If the PSTN, cell phone network, Internet, dedicated fiber link, shortwave radio, roads, and navigable airspace (drone, helicopter, carrier pigeon) between all 3 of my locations are severed, then the system goes completely unavailable, but at this point we're talking about a mass casualty incident, civilization collapse, or other situation where no one would be trying to use my system anyway. Medical records for first responders would have to fail to "eventually consistent" but patients can only be in one place at a time. Unless my system is the nuclear deterrent, does it matter?


The partition part is about how tolerant your system is to a partition situation. Having massively reliable communications between systems will reduce your MTBF, but it doesn't address how your system will actually handle a partition. You do need to account for it one way or the other. If you get a partition, you can't keep operating with consistency across the whole system.

Now when you look at patient data .. sure, eventually consistent might be just fine.. but that's not consistency as referred to in CAP. So while it's perfectly acceptable to your app, it's not about making CAP invalid.

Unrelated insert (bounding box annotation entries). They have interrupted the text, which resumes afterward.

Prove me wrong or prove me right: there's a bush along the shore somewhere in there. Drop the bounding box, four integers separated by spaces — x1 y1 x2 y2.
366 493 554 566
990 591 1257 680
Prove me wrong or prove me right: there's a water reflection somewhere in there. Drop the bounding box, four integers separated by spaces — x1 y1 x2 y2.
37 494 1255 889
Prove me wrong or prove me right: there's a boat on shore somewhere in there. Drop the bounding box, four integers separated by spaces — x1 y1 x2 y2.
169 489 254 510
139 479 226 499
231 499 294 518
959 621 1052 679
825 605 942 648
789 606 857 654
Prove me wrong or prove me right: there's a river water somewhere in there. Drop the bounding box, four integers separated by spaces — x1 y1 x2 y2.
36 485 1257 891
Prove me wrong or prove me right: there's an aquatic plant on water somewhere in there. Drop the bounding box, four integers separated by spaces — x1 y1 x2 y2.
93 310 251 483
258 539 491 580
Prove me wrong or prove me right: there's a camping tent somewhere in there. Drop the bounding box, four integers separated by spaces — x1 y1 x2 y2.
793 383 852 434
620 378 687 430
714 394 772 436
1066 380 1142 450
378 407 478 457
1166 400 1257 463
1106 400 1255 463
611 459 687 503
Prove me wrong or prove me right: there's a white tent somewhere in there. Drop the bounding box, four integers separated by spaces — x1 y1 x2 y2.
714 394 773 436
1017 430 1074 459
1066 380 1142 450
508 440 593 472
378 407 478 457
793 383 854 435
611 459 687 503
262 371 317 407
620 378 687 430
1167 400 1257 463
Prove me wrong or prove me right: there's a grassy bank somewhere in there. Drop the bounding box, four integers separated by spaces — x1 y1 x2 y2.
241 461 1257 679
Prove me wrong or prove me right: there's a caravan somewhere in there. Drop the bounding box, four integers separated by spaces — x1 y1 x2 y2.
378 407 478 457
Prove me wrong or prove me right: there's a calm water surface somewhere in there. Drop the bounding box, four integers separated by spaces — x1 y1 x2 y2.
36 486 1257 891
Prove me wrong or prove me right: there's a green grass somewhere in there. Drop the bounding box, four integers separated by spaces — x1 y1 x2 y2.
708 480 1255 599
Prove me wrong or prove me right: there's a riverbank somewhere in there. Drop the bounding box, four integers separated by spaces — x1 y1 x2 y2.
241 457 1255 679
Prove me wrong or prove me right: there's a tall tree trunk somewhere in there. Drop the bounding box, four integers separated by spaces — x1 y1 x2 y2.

>If you get a partition, you can't keep operating with consistency across the whole system.

But why can't I shut down some nodes and direct all my users to the other(s)? As long as I have enough of a channel to communicate which node is now authoritative (and if all systems including driving between DCs fail simeltaneously, nobody needs my app anyway) can't I keep serving my users out of one DC?

Thank you for engaging this thought experiment, by the way. This is fascinating stuff.


As the linked site notes, clients are part of the distributed system, which means they can be partitioned as well, both from each other (more important in a P2P app) and from your servers. So you may not be able to "direct all your users to the other(s)."